= Auðunn rauði Þorbergsson =

Icelandic bishop in Hólar (1250–1322)

Auðunn rauði Þorbergsson (c. 1250 – 28 January 1322) was bishop of Iceland's northern diocese of Hólar 1313–22.

Auðunn was a Norwegian and was for a while a priest of Trondenes Church in Hålogaland (not far from the present-day town of Harstad in northern Norway). He later became a canon of Nidaros Cathedral, and became one of the foremost of their number, for example in their disputes with Archbishop Jǫrundr of Nidaros. Auðunn was well travelled and more than once visited the Pope in Rome. He won the esteem of the Norwegian king and was for a long time a retainer of Haakon V of Norway.

Auðunn was consecrated Bishop of Hólar on 25 November 1313. He arrived in Iceland in the summer of 1315 (at Seleyri í Borgarfirði) and rode north to Hólar.
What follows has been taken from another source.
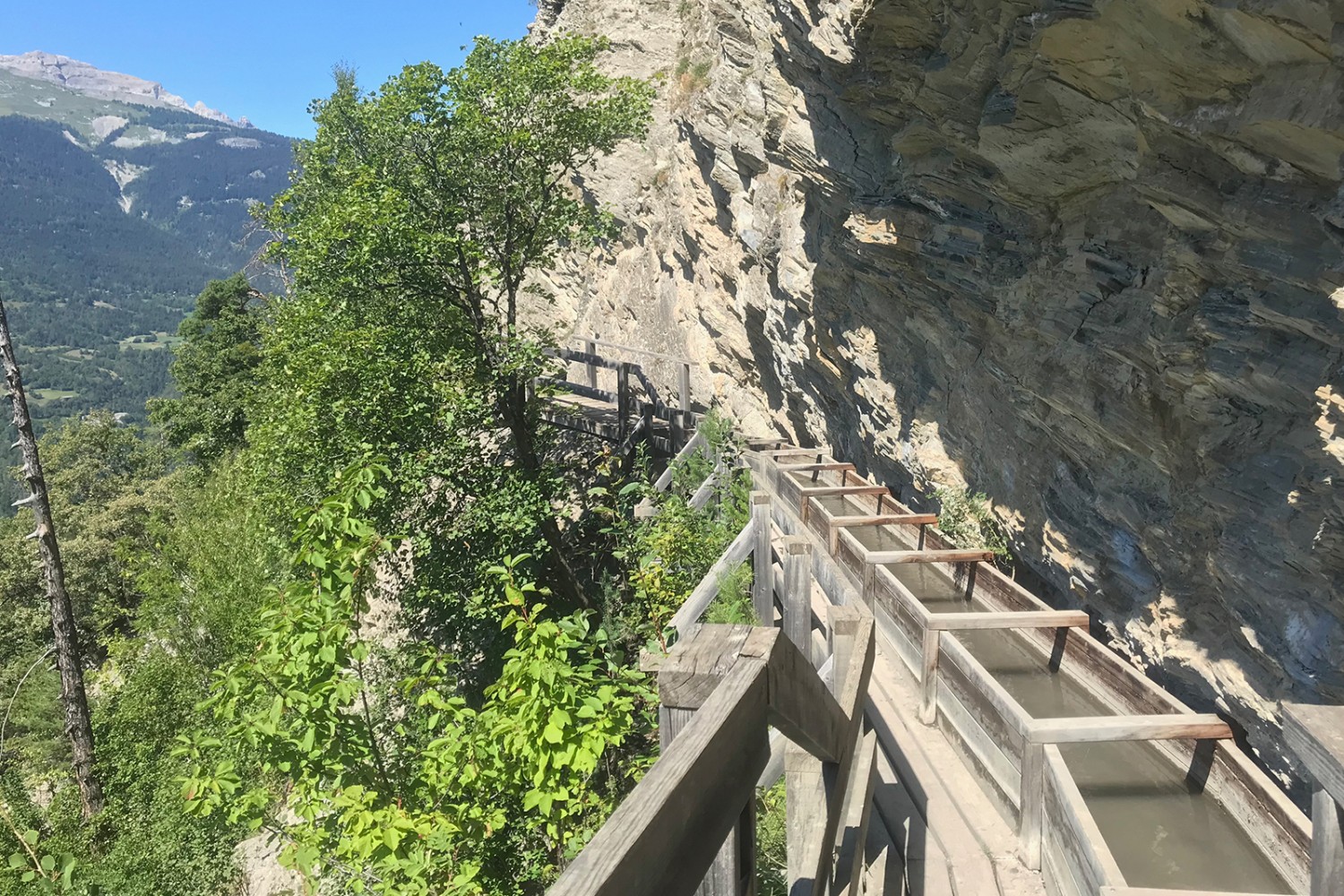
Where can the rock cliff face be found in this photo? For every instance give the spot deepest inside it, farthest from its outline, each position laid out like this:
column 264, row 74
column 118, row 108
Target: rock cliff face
column 1083, row 255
As bishop he exerted control firmly, both regarding finances and discipline among the clergy. He soon got into disputes with the major clerics of his diocese, events which are recounted particularly by Laurentius saga. Major achievements during his episcopate were his translation of the relics of Bishop Guðmundur Arason, helping to establish his feast within the northern Church. In 1318 he had the máldagar (property records) of his diocese collected in a book, providing a major historical record of the diocese's (then) ninety-eight churches. He brought with him a timber building from Norway which was erected at Hólar in 1316–17, later called Auðunarstofa, which stood until 1810 and was reconstructed in 2002 under the guidance of the then suffragan bishop of Hólar, Bolli Gústavsson.

In the summer of 1320, Auðunn sailed to Norway, amongst other things to protect his interests in his dealing with the Icelanders, and died in Nidaros on 28 January 1322. He was buried at Church of St Mary in Trondheim. He was succeeded by Lárentíus Kálfsson. Auðunn had at least one daughter, Ölöf, whose son Eysteinn rauði became a prominent cleric under the tutelage of his grandfather and Laurentius.

==Sources==
- Þorsteinn Gunnarsson et al., Um Auðunarstofu (Reykjavík: Hólanefnd, 2004), pp. 167–211.